Au xviiie siècle, le clergé possédait « un cinquième des biens du royaume[1] ». Voici quelques chiffres. Les estimations faites par les moines eux-mêmes se montent à plus d’un million de livres pour les 399 Prémontrés, à près de deux millions pour les 299 Bénédictins de Cluny, à huit pour les 1 672 Bénédictins de Saint-Maur ; et l’on sait que ces estimations, beaucoup trop modestes, doivent être triplées pour la plupart ou même quadruplées. Quant aux prélats, ils ont, outre leurs revenus épiscopaux, ceux de leurs abbayes : 30 000 livres à Séez, 36 000 à Sisteron, 40 000 à Rennes, 50 000 à Autun, 60 000 à Strasbourg, 82 000 à Sens, 106 000 à Toulouse, 130 000 à Rouen. Et quel emploi font-ils de tout cet argent ? Le soulagement des pauvres est le moindre de leurs soucis. Ils bâtissent, ils chassent, ils tiennent table ouverte ; ils ont leur batterie de cuisine en argent massif et tendent leurs confessionnaux de satin.

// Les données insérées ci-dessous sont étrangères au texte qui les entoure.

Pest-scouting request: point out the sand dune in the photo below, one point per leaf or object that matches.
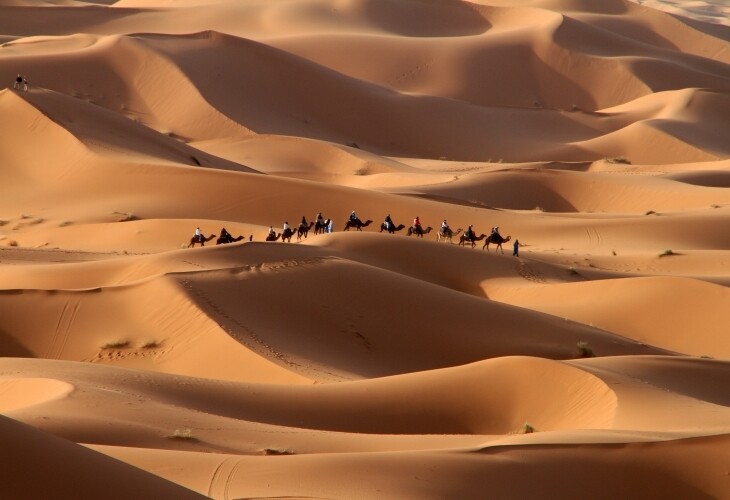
(363, 364)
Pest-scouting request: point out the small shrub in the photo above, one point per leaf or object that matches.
(583, 350)
(618, 160)
(527, 428)
(278, 451)
(125, 216)
(115, 344)
(182, 435)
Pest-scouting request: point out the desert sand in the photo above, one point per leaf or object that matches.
(363, 364)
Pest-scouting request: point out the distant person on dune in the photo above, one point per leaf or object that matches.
(388, 222)
(417, 226)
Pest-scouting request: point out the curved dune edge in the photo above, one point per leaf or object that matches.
(572, 468)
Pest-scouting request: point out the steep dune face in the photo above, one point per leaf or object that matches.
(363, 363)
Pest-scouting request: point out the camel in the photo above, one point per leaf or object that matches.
(463, 239)
(303, 230)
(497, 239)
(320, 226)
(413, 230)
(287, 234)
(228, 239)
(392, 229)
(357, 224)
(448, 235)
(202, 240)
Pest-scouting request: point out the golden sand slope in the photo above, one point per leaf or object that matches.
(362, 364)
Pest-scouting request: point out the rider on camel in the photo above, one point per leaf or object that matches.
(354, 221)
(388, 222)
(417, 226)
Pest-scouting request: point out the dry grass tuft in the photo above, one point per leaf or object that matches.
(583, 350)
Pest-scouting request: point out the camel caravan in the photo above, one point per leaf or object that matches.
(321, 225)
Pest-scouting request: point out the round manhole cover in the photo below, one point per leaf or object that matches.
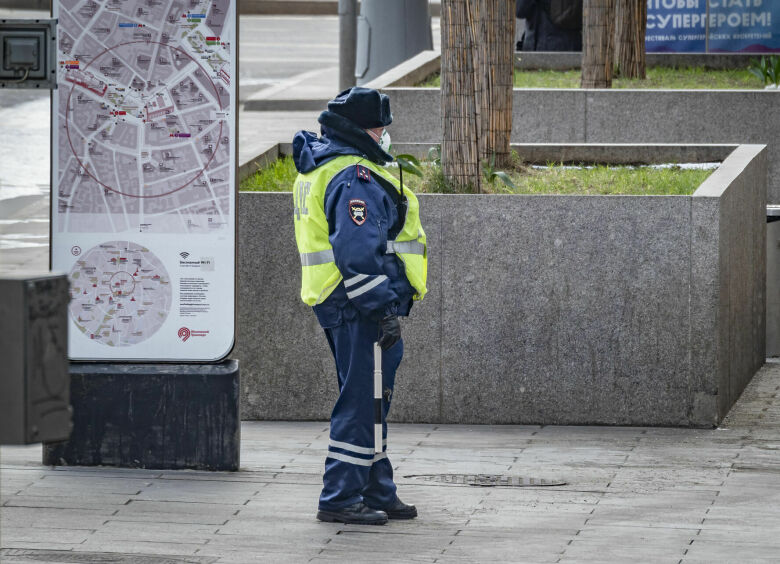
(487, 480)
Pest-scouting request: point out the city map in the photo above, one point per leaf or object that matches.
(143, 139)
(120, 293)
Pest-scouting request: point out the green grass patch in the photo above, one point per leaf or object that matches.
(657, 77)
(276, 177)
(551, 179)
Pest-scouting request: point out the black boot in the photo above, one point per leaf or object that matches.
(356, 514)
(399, 510)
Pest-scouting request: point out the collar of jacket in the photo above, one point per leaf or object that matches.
(347, 131)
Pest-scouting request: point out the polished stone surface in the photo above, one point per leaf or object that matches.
(626, 310)
(615, 116)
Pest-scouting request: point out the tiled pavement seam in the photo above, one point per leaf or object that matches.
(647, 494)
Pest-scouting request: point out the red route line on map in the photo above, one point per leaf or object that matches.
(70, 142)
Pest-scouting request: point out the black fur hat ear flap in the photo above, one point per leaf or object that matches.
(365, 107)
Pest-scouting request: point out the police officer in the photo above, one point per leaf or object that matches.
(363, 262)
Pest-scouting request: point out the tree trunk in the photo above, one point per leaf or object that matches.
(598, 34)
(495, 78)
(477, 72)
(630, 38)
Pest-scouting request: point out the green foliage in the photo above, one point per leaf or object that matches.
(276, 177)
(490, 173)
(410, 164)
(554, 178)
(767, 69)
(657, 77)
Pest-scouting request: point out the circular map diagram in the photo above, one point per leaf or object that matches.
(120, 293)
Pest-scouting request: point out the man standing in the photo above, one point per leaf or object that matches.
(363, 261)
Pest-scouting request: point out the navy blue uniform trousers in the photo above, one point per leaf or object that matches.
(353, 472)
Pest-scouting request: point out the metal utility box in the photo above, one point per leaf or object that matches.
(27, 48)
(34, 378)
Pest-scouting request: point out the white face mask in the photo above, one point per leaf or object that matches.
(383, 141)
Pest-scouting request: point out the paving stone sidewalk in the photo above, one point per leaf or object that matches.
(641, 494)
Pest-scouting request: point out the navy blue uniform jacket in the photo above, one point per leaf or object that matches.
(374, 283)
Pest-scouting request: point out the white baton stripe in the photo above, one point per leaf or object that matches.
(354, 280)
(366, 287)
(358, 461)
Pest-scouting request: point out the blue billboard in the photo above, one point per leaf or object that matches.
(725, 26)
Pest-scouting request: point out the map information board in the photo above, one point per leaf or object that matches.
(143, 177)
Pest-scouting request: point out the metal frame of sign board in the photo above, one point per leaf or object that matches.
(175, 339)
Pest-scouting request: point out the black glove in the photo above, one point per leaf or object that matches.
(391, 332)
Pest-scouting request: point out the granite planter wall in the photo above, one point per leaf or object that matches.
(625, 310)
(615, 116)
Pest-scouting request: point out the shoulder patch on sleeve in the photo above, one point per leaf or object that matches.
(358, 211)
(364, 173)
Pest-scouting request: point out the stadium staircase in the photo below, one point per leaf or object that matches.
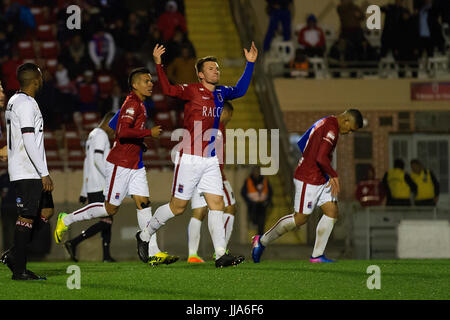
(213, 32)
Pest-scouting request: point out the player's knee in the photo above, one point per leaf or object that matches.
(300, 218)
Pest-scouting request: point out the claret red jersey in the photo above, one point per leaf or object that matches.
(317, 145)
(130, 133)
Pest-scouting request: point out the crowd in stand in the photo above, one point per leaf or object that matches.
(406, 35)
(86, 70)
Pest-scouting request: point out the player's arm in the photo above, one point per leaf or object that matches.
(179, 91)
(324, 162)
(244, 82)
(125, 125)
(26, 121)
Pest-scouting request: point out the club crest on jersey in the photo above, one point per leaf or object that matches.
(331, 135)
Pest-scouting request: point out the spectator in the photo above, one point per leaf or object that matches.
(278, 11)
(5, 47)
(88, 92)
(257, 193)
(9, 68)
(298, 67)
(394, 16)
(341, 54)
(170, 20)
(430, 32)
(182, 69)
(398, 185)
(20, 16)
(427, 185)
(369, 191)
(8, 209)
(311, 38)
(351, 16)
(75, 57)
(102, 49)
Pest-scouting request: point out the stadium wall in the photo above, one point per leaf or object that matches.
(305, 101)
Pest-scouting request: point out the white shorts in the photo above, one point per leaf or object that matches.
(198, 200)
(308, 196)
(194, 172)
(121, 182)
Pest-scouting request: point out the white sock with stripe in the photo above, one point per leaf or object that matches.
(323, 232)
(215, 224)
(144, 216)
(194, 228)
(283, 225)
(161, 216)
(91, 211)
(228, 220)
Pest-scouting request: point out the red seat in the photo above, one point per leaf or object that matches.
(49, 49)
(164, 119)
(73, 140)
(38, 14)
(26, 50)
(45, 32)
(76, 159)
(52, 65)
(105, 85)
(90, 120)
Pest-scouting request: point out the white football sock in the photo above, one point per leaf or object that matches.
(91, 211)
(194, 228)
(144, 216)
(284, 225)
(323, 232)
(161, 216)
(215, 224)
(228, 220)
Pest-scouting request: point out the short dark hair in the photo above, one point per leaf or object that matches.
(356, 114)
(416, 161)
(201, 61)
(398, 163)
(134, 73)
(26, 73)
(227, 105)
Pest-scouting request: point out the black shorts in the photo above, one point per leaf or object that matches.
(96, 197)
(31, 198)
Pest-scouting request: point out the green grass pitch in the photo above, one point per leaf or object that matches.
(268, 280)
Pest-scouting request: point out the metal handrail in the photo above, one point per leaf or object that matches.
(273, 117)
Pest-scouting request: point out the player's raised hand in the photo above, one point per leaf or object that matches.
(252, 54)
(158, 51)
(156, 131)
(4, 154)
(47, 183)
(335, 189)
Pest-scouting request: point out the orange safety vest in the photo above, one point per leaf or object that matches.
(258, 193)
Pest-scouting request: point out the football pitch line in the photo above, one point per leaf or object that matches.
(268, 280)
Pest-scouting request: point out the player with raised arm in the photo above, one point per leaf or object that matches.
(27, 168)
(123, 172)
(196, 164)
(198, 203)
(316, 184)
(97, 149)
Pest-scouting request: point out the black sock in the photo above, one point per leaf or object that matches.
(106, 236)
(89, 232)
(22, 236)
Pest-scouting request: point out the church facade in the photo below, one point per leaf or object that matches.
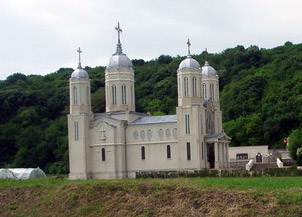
(121, 141)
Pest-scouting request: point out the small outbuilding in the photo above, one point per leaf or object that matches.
(7, 174)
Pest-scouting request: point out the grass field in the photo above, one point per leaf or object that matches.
(259, 196)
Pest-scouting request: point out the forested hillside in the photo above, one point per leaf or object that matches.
(260, 89)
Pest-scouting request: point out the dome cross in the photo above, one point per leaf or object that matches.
(189, 45)
(119, 31)
(79, 51)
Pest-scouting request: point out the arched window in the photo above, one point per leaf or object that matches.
(103, 154)
(75, 95)
(194, 86)
(123, 94)
(168, 151)
(187, 124)
(87, 95)
(113, 94)
(76, 131)
(212, 91)
(204, 91)
(186, 86)
(188, 151)
(200, 87)
(143, 152)
(131, 95)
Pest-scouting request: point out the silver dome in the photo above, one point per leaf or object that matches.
(208, 70)
(79, 73)
(189, 63)
(119, 60)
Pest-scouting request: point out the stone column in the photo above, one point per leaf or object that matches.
(216, 150)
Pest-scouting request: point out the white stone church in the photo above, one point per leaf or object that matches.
(121, 141)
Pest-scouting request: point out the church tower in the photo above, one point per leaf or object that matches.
(210, 98)
(119, 80)
(190, 113)
(79, 122)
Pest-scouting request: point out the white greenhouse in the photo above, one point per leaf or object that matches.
(21, 173)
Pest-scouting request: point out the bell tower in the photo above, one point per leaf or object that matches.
(79, 122)
(190, 113)
(210, 98)
(119, 80)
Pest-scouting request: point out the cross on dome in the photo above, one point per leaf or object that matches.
(189, 44)
(119, 45)
(119, 31)
(79, 51)
(206, 51)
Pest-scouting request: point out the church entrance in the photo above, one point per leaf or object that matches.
(211, 155)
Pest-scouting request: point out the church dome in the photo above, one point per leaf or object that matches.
(79, 73)
(119, 60)
(189, 63)
(208, 70)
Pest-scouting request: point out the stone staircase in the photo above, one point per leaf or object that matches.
(262, 166)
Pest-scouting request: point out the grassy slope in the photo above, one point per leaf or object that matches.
(153, 197)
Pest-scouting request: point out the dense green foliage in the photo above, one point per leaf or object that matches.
(261, 101)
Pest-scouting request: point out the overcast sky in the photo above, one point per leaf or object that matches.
(41, 36)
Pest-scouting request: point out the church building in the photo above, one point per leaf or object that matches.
(121, 141)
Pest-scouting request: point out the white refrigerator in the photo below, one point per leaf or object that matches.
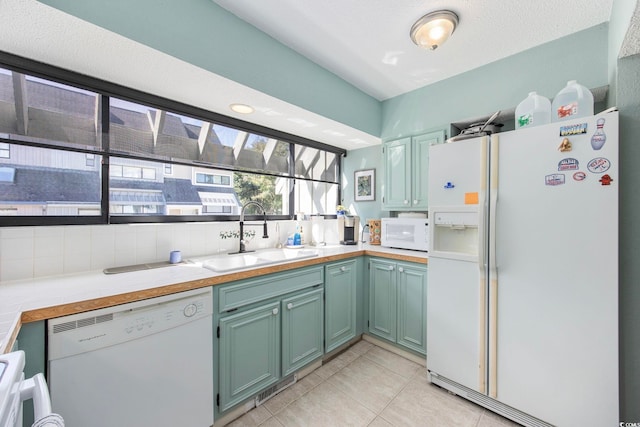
(522, 296)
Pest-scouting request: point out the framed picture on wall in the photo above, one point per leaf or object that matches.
(365, 185)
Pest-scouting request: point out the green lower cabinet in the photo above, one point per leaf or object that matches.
(412, 316)
(397, 303)
(340, 303)
(249, 353)
(302, 318)
(382, 299)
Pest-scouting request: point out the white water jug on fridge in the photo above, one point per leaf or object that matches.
(572, 102)
(534, 110)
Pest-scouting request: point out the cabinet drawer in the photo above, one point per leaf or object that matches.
(254, 290)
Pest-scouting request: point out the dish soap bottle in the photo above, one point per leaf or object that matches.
(297, 241)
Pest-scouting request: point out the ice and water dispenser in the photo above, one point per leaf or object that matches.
(454, 233)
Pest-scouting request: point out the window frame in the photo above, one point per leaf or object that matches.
(106, 90)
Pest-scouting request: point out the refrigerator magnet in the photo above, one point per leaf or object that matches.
(565, 145)
(554, 179)
(568, 164)
(598, 165)
(579, 176)
(576, 129)
(606, 179)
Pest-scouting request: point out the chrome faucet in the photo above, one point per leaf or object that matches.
(265, 235)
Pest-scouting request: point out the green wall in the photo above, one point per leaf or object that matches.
(628, 100)
(204, 34)
(364, 158)
(500, 85)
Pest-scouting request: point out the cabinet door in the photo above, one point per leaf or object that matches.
(340, 304)
(397, 174)
(412, 299)
(249, 353)
(382, 299)
(302, 327)
(420, 167)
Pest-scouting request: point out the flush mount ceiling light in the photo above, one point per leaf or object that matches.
(433, 29)
(242, 108)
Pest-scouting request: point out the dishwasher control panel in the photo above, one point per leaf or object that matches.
(104, 327)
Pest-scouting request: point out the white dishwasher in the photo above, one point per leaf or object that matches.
(142, 364)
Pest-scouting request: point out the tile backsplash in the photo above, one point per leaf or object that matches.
(30, 252)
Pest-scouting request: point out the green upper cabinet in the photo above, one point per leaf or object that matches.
(396, 159)
(405, 163)
(340, 286)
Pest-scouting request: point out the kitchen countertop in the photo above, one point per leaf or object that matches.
(24, 301)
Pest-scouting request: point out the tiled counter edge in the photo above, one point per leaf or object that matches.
(24, 301)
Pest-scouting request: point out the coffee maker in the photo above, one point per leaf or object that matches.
(348, 226)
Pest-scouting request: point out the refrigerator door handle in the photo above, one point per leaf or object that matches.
(493, 270)
(482, 265)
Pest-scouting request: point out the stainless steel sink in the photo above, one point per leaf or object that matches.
(231, 262)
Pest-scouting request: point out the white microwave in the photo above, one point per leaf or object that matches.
(405, 233)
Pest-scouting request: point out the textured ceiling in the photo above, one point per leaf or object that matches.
(366, 42)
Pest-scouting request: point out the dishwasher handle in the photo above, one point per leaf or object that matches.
(36, 388)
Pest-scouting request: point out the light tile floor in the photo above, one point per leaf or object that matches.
(368, 386)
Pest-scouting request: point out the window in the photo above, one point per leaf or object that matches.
(211, 179)
(164, 159)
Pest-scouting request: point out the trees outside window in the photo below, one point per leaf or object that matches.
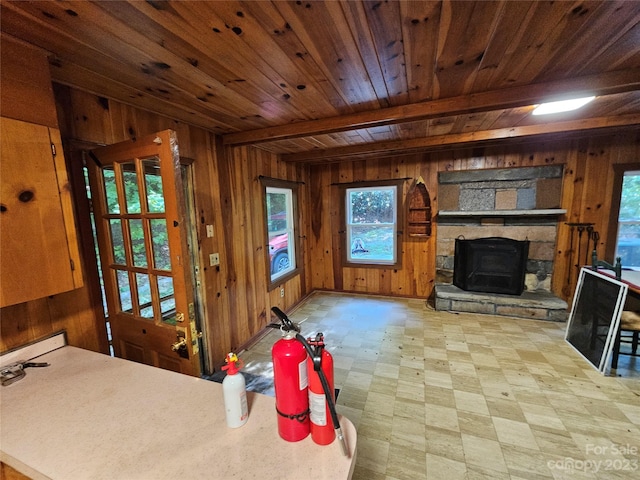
(280, 206)
(371, 224)
(628, 238)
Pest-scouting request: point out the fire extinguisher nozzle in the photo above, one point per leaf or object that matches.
(343, 442)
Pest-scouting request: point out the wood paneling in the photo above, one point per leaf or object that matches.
(234, 301)
(25, 79)
(587, 190)
(234, 66)
(71, 311)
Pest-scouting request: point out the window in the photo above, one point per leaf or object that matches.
(628, 237)
(280, 207)
(371, 224)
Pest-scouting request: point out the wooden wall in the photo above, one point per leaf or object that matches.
(235, 301)
(27, 95)
(587, 191)
(228, 195)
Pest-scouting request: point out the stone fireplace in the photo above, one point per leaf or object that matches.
(521, 204)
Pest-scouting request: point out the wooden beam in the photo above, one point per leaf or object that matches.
(446, 141)
(601, 84)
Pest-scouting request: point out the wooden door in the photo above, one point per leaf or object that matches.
(142, 233)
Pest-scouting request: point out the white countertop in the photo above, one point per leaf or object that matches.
(91, 416)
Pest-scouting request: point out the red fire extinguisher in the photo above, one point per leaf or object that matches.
(289, 362)
(291, 387)
(322, 430)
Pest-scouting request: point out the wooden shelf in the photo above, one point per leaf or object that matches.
(419, 212)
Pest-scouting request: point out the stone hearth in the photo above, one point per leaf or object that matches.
(515, 203)
(538, 305)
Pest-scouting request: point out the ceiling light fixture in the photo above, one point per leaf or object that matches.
(561, 106)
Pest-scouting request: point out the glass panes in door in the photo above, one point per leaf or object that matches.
(140, 259)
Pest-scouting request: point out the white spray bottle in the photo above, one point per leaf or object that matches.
(234, 393)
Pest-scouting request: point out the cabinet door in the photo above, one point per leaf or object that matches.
(38, 245)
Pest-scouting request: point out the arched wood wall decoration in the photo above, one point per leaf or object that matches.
(419, 217)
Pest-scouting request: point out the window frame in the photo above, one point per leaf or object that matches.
(613, 228)
(273, 183)
(344, 243)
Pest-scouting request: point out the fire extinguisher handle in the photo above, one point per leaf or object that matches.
(329, 395)
(286, 322)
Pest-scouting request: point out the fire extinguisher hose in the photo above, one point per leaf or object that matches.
(329, 396)
(288, 325)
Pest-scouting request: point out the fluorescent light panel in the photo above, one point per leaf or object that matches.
(561, 106)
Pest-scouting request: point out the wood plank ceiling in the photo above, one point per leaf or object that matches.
(318, 81)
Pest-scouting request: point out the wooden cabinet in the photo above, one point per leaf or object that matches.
(39, 253)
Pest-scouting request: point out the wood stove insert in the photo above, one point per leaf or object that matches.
(490, 265)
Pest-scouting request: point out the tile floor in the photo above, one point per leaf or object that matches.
(439, 395)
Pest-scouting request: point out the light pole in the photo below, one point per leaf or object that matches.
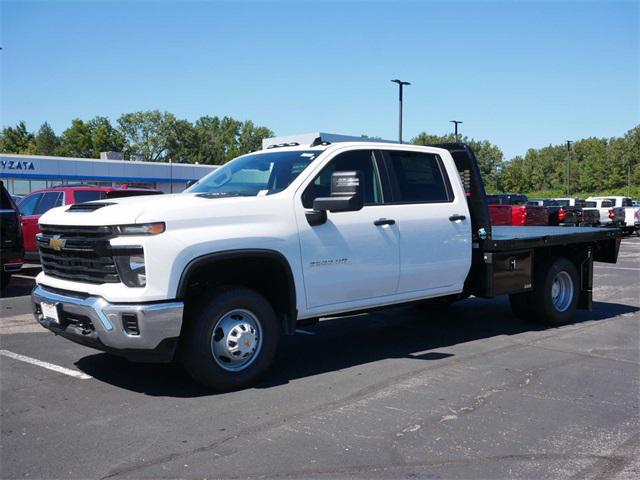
(170, 175)
(456, 122)
(400, 85)
(569, 142)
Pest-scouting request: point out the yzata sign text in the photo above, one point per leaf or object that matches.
(16, 165)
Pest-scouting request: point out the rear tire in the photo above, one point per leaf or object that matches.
(231, 339)
(554, 299)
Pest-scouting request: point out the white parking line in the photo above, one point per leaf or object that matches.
(47, 365)
(299, 330)
(618, 268)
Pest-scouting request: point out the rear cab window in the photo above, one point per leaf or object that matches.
(81, 196)
(29, 203)
(417, 177)
(48, 201)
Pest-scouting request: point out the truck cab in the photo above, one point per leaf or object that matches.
(292, 233)
(631, 212)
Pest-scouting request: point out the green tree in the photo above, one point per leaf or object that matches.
(76, 140)
(17, 140)
(105, 137)
(46, 140)
(147, 134)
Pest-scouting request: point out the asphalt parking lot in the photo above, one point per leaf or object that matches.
(467, 392)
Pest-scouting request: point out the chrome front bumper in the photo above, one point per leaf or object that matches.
(94, 322)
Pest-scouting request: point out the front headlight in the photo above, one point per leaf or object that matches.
(141, 229)
(132, 269)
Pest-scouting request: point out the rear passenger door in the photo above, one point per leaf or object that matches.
(430, 208)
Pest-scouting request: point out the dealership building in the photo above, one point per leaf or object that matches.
(23, 174)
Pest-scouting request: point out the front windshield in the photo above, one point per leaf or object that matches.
(256, 174)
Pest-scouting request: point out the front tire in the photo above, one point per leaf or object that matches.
(231, 339)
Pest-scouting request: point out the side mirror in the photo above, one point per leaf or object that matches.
(346, 194)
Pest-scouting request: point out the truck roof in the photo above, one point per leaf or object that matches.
(315, 139)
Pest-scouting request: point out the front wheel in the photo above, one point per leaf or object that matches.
(231, 339)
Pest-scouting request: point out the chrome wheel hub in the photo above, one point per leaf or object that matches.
(236, 340)
(562, 291)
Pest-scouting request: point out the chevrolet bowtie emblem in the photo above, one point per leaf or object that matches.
(57, 243)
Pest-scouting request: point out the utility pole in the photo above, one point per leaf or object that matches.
(456, 122)
(400, 85)
(569, 142)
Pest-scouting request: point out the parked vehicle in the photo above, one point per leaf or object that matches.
(559, 214)
(630, 212)
(610, 215)
(588, 218)
(11, 247)
(521, 213)
(38, 202)
(291, 234)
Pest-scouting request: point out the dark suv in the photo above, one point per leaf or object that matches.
(11, 245)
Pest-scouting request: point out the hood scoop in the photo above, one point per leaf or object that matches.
(88, 207)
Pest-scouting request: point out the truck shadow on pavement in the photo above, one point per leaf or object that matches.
(340, 343)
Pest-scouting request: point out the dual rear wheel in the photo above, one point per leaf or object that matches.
(554, 299)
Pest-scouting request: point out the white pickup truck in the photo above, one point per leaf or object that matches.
(631, 213)
(610, 215)
(215, 275)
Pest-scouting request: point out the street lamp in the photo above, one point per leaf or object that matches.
(569, 142)
(456, 122)
(400, 85)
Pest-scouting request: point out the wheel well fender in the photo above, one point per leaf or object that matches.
(266, 271)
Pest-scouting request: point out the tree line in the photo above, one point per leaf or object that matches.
(598, 165)
(152, 136)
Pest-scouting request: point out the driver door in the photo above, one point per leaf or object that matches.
(352, 258)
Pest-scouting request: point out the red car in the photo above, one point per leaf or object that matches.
(11, 251)
(40, 201)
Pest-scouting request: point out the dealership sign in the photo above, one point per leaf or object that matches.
(17, 165)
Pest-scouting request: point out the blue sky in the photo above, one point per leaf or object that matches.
(520, 74)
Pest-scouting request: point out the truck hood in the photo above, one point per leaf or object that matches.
(152, 208)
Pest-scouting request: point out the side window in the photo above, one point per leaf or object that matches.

On peut se figurer par là même quelles sont les mœurs du haut clergé. Dom Collignon, représentant de l’abbaye de Metlach, seigneur et curé de Valmunster, évite du moins le scandale, et ne dîne avec ses deux maîtresses qu’en petit comité. Mais l’évêque du Mans, Grimaldi, fait de sa maison de campagne « un rendez-vous de jolies dames », et l’avocat Barbier nous dit que La Fare, évêque de Laon, eût été un mauvais sujet parmi les mousquetaires. Faut-il en nommer d’autres plus connus ? Lavergne de Tressan, habituel compagnon des roués, qui occupa le siège archiépiscopal de Rouen ; Tencin, archevêque d’Em-

  1. Avertissement des éditeurs de Kehl à la Voix du Sage et du Peuple, XXXIX, 340.